PhD Defense - Tomer Levinboim
|Start:||3/28/2017 at 11:00AM|
|End:||3/28/2017 at 2:00PM|
|Location:||100 Stinson Remick|
March 28, 2017 11:00am 100 Stinson Remick
Adviser: Dr. David Chiang
Dr. Kevin Knight Dr. Tijana Milenkovic Dr. Dong Wang Dr. Tim Weninger
Invertibility and Transitivity in Low-Resource Machine Translation
Phrase-based machine translation (MT) emerged as a successful translation technology in the early 2000s after years of attempts using rule-based and word-based methods. This translation technology can be viewed as a string re-writing mechanism that composes a target language translation by segmenting, reordering and translating a given source sentence, using probabilistic rules that are estimated from bilingual corpora.
Since its inception, there have been many attempts to integrate linguistic knowledge (syntax, morphology) within the phrase-based MT framework. However, acquiring and applying such knowledge ultimately relies on large manually-annotated datasets (treebanks, part-of-speech annotations, morphologically analyzed words), which, unfortunately, are not available for most languages.
In this dissertation, I focus on the “low-resource” data scenario, in which the availability of linguistic analyzers cannot be assumed, and the size of the bilingual corpus is limited, which leads to statistical estimation problems for the underlying machine learning (ML) algorithms.

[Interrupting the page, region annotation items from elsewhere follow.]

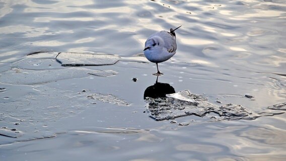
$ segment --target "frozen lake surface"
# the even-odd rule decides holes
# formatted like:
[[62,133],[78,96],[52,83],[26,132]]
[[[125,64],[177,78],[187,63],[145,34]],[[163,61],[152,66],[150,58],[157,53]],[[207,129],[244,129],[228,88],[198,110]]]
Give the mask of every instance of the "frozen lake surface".
[[[283,160],[285,11],[0,1],[0,160]],[[153,75],[145,40],[180,25]]]

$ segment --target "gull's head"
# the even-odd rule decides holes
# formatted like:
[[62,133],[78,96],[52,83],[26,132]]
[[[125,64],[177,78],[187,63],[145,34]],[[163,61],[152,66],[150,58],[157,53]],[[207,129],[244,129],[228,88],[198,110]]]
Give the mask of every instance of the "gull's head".
[[158,48],[163,48],[164,44],[163,39],[158,36],[153,36],[149,38],[145,42],[145,47],[143,51],[146,50],[152,50]]

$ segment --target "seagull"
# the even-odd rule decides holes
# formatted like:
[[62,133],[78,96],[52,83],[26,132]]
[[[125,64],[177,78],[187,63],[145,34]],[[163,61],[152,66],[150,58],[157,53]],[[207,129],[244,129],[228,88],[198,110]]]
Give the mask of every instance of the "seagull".
[[162,75],[158,69],[158,63],[168,60],[176,53],[177,44],[175,31],[181,26],[182,25],[175,30],[171,28],[170,32],[161,31],[155,33],[145,42],[144,55],[148,60],[156,63],[157,66],[157,72],[153,75]]

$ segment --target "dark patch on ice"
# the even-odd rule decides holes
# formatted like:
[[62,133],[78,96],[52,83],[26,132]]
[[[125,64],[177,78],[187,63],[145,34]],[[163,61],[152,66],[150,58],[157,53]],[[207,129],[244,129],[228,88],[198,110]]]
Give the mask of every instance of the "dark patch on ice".
[[104,53],[60,52],[55,57],[62,66],[106,65],[114,64],[120,57]]
[[16,129],[9,129],[6,127],[0,128],[0,135],[12,138],[17,138],[22,135],[22,132]]
[[187,90],[166,96],[168,97],[146,98],[150,117],[156,121],[190,115],[200,117],[207,116],[217,120],[253,120],[261,116],[240,105],[218,106],[211,104],[206,98],[191,94]]
[[148,87],[144,92],[144,99],[147,98],[164,98],[166,95],[175,93],[175,89],[168,84],[156,82]]

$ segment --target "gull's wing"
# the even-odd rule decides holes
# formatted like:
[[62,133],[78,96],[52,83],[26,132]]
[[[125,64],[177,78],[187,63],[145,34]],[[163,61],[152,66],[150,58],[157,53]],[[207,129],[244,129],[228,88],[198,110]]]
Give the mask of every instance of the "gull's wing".
[[157,36],[160,36],[165,42],[165,47],[170,52],[176,52],[177,44],[176,43],[176,37],[169,32],[162,31],[158,32]]

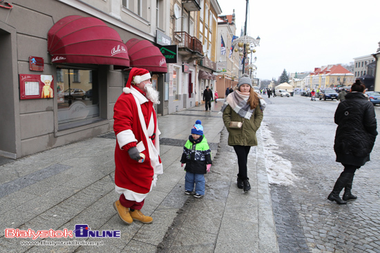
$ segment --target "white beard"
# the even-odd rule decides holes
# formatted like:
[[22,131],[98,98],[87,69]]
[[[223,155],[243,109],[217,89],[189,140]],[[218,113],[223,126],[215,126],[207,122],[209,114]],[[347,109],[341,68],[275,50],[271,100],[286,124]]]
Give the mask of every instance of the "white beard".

I argue that translation should exhibit two abstract properties -- invertibility and transitivity. Intuitively, these terms mean that, by translating from one specific language to another and then back, we expect to produce similar text to the original one, and, that translation through an intermediate language should not differ by much from direct source-to-target translation. This intuition stems from the observation that translation is a meaning-preserving transformation, or rather, that after translation, both input and output sentences should encode the same meaning.
In the talk, I will present efficient and language-independent ML techniques that promote or rely on transitivity and invertibility. I will show that integrating these properties into the phrase-based MT pipeline leads to significant improvements in low-resource MT.